One big reason why brands avoid creating campaigns for Black History Month is because of their fear of being canceled – and that fear is legitimate, Lane Alexander adds.

“If you do go wrong, you step in it in a bad way. People will talk about how stupid you are and run you ragged and there are real business impacts,” Lane Alexander says. “We try to make sure people don't have to take a huge leap. I feel like brands still have opportunities to create some goodwill in the moment. Even if you don't have a full campaign, if you're showing that you're making your start and investing in the community, that's still an important way of showing up.”

“You have to make sure it's thoughtful and that you understand what's happening in society, what's going to be politically triggering, and think about those things. Not to stop you from doing it, but as a consideration on the path to finding the right idea. Those are the most critical things when you're trying to approach marketing to communities that have not traditionally been seen or celebrated,” Hall says.
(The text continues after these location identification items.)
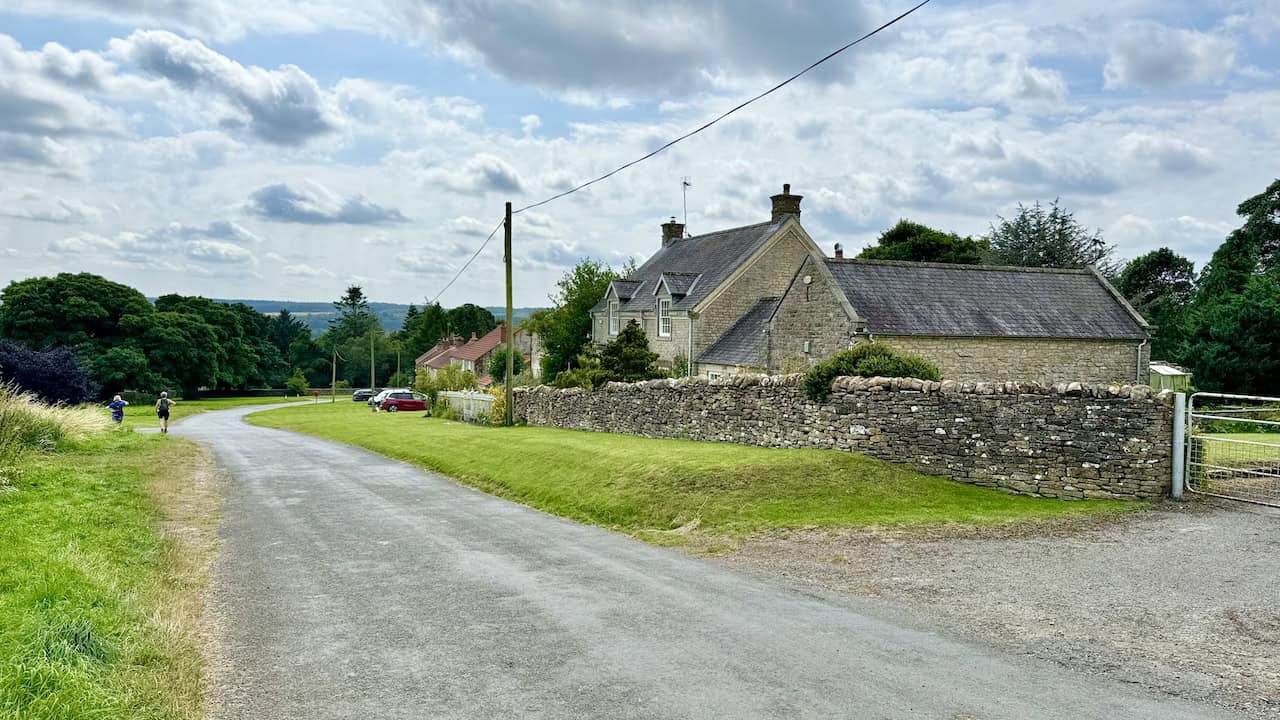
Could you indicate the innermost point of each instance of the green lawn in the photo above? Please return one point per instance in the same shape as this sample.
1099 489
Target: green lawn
1230 454
640 484
145 415
99 613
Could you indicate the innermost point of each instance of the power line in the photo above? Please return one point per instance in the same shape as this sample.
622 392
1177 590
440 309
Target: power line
686 136
467 264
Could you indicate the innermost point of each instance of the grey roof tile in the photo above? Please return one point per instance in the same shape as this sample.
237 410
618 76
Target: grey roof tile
935 299
744 342
713 256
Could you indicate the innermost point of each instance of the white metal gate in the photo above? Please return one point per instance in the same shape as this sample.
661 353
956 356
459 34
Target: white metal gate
1233 447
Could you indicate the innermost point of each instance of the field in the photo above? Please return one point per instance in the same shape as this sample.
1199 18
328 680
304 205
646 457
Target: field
659 487
145 417
103 565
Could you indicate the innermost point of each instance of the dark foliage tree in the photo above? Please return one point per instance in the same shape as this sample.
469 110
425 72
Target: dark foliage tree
566 328
466 319
55 376
1040 237
627 356
425 329
922 244
498 365
181 349
1233 338
1235 342
1161 286
81 311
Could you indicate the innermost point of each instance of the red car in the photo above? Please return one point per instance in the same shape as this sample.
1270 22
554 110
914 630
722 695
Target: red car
397 401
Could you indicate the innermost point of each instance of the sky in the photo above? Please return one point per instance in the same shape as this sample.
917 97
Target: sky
286 150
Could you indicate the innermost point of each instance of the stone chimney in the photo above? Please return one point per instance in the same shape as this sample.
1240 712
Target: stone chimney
672 231
786 205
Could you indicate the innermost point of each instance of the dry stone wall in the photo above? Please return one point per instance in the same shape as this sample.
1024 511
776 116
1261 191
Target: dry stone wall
1069 440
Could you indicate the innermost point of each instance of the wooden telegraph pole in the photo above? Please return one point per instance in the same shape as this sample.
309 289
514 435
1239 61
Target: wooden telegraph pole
511 331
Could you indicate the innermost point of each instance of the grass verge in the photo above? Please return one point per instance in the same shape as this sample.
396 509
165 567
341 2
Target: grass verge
145 415
104 555
657 487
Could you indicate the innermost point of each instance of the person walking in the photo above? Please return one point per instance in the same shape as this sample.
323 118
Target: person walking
163 406
117 405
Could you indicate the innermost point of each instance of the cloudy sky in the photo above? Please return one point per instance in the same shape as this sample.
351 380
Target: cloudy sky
282 150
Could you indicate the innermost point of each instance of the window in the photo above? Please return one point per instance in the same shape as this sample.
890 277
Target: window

Ultimately, it's better to do something small for Black History Month than nothing at all, says Lane, who doesn't want brands to sit out the month. ”I couldn't imagine a world where we wouldn't have these conversations,” she says.

For example, after George Floyd was killed by Minneapolis police officers in May 2020, people posted black cubes on Instagram in support of Black Lives Matter and brands sought collaborations with Black-owned businesses and Black-owned agencies.

“Everybody wanted to support Black and as exciting as it was to reap the benefits, it was all caused by tragedy,” Hall says. “As soon as we got six months, eight months, a year into it, a lot of Black people are saying, ‘how long is this gonna last? Because you know as soon as the wave is over, they're gonna go right back and do the same things they always did.'

“We're starting to see things trend back that already. Now people aren't so nervous about not being vocal about supporting the Black community. Now people are like, ‘we have ten other priorities so the Black priorities are going to fall back to Black History Month.' That's what we're trying to push people beyond.”

Black History Month is ultimately about keeping Black-focused issues in the conversation. Pop'N Creative's Lane Alexander and Hall want creatives to get into that conversation now and stay in it later.

“If Black culture is driving pop culture, which it is, then it shouldn't be just one month out of the year because pop culture is forever,” Hall says. “How do we leverage that so that when Black History Month comes back around, it's not that you have to say something unique and new, it's that you're evolving and doing even more of what you've already been doing the rest of the year.”